Why did it come into Tolkien’s head? One possible source is the word rabbit. Tolkien vehemently denied that hobbits had anything to do with rabbits, although Bilbo Baggins is called a “rabbit” multiple times in the book. Many years after The Hobbit was written, Tolkien developed a fictional etymology for it: hobbit was a worn-down form of Old English hol-bytla, “hole-builder”. Perhaps Tolkien, a scholar of Old English, subconsciously had this in mind from the beginning. Another possible source is a mention of hobbits in long list of earth-spirits compiled by a 19th-century writer, a list which Tolkien may possibly have read and then forgotten about. In any case, other possibilities are (1) a word hobbe in Middle English which meant something like “small sprite” or “changeling”, and which Tolkien was probably aware of on some level, and (2) Hob, a nickname for Robin Goodfellow, a forest spirit.

It seems almost as if the syllable hob has always been there, floating around in the collective unconscious of English speakers, and has emerged at various times and places under the pen of various authors who happened to “hear” it.

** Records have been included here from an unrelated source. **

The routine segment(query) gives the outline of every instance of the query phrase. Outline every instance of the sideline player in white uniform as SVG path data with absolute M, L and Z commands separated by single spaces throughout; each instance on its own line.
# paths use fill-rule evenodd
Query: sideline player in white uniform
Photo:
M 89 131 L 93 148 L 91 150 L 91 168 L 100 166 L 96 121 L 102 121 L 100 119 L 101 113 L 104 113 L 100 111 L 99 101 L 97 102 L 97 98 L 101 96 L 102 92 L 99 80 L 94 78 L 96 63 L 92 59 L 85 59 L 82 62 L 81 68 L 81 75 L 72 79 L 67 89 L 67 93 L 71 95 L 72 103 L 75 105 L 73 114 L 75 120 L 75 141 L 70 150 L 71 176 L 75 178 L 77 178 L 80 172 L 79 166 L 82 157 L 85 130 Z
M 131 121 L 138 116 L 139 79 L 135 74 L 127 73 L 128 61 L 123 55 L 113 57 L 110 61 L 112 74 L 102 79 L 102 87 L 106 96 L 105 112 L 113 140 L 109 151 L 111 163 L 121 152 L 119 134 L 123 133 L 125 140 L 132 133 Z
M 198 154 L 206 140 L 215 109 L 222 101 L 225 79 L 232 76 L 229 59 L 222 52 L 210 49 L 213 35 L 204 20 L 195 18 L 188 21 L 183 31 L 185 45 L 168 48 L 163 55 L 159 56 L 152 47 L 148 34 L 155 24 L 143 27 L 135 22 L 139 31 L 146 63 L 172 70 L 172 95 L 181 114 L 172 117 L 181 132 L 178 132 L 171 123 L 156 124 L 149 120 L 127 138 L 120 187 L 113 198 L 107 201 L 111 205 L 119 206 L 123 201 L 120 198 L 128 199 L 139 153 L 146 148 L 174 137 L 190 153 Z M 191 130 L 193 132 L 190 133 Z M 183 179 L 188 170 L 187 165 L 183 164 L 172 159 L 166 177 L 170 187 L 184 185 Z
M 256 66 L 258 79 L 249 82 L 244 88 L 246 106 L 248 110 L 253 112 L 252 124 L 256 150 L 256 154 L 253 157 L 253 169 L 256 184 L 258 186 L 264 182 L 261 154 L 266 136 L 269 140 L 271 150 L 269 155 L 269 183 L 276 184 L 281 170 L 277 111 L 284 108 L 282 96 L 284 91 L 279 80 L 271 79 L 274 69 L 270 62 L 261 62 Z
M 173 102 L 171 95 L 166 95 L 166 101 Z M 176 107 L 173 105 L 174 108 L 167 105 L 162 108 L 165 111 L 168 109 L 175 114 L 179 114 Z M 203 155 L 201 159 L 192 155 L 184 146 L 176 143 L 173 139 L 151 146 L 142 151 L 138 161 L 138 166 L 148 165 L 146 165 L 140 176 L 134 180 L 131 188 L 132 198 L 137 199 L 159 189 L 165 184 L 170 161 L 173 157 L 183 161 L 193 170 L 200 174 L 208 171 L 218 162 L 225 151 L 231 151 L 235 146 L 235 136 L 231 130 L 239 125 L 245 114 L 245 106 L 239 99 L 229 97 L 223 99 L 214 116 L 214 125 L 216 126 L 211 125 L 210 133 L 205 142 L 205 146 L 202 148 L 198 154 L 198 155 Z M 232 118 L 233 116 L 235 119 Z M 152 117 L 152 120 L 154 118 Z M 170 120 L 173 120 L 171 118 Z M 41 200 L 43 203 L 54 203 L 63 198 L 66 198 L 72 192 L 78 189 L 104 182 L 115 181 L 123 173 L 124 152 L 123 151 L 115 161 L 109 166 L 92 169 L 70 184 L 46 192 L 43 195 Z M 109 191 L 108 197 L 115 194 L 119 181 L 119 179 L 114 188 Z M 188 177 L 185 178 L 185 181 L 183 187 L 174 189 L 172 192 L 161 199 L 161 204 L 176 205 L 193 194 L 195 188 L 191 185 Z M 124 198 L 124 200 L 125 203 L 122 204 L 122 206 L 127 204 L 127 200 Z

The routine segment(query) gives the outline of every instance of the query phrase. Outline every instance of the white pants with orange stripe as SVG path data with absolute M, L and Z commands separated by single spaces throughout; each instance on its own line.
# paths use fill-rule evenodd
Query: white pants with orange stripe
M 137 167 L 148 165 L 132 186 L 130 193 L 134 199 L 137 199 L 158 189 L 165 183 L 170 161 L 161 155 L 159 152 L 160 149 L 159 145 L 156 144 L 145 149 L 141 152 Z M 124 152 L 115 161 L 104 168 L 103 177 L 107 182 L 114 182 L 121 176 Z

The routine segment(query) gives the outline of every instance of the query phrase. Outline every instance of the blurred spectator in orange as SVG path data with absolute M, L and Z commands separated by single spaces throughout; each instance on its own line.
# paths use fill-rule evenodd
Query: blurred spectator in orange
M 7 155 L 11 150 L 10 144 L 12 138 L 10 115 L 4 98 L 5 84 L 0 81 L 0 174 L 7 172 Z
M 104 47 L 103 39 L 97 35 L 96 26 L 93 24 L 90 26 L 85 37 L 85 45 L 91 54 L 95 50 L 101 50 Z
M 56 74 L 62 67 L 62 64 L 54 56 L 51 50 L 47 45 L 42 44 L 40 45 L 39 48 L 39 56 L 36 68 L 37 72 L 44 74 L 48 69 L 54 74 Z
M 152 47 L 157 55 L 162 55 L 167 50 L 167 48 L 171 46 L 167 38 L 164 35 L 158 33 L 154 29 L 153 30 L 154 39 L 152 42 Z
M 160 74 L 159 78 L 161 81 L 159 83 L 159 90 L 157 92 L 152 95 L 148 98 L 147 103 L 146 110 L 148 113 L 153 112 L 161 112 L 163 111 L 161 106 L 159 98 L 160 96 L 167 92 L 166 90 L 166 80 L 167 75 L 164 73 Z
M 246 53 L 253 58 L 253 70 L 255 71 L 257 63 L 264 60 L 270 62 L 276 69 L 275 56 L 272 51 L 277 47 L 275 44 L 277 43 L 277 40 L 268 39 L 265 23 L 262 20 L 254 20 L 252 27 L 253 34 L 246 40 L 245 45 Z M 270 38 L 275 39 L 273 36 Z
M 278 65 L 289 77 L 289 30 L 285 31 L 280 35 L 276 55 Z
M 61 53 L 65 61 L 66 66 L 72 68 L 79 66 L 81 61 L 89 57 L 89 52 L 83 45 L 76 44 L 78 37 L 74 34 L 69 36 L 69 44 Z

Phonosemantically, hobbits are destined for the earth-shaking role they play in the story of Middle-Earth. The “h” at the beginning is the home, the hearth, love of which is in the heart of every hobbit. The short “o” signifies their character, which is not only steadfast but deeply connected to the Source, as is shown by their resistance to external influence and magic of all sorts. But the primary syllable ends with the “b” of breakouts, sudden emergence, and surprise — and a recurring theme in Tolkien’s work is how surprising hobbits are to other races in Middle Earth, despite (or perhaps because of) their simple earthiness. The final “it” is a light, tense movement along a path; so overall the name suggests energy that has its roots deep in home and hearth, but has burst out and set to wandering.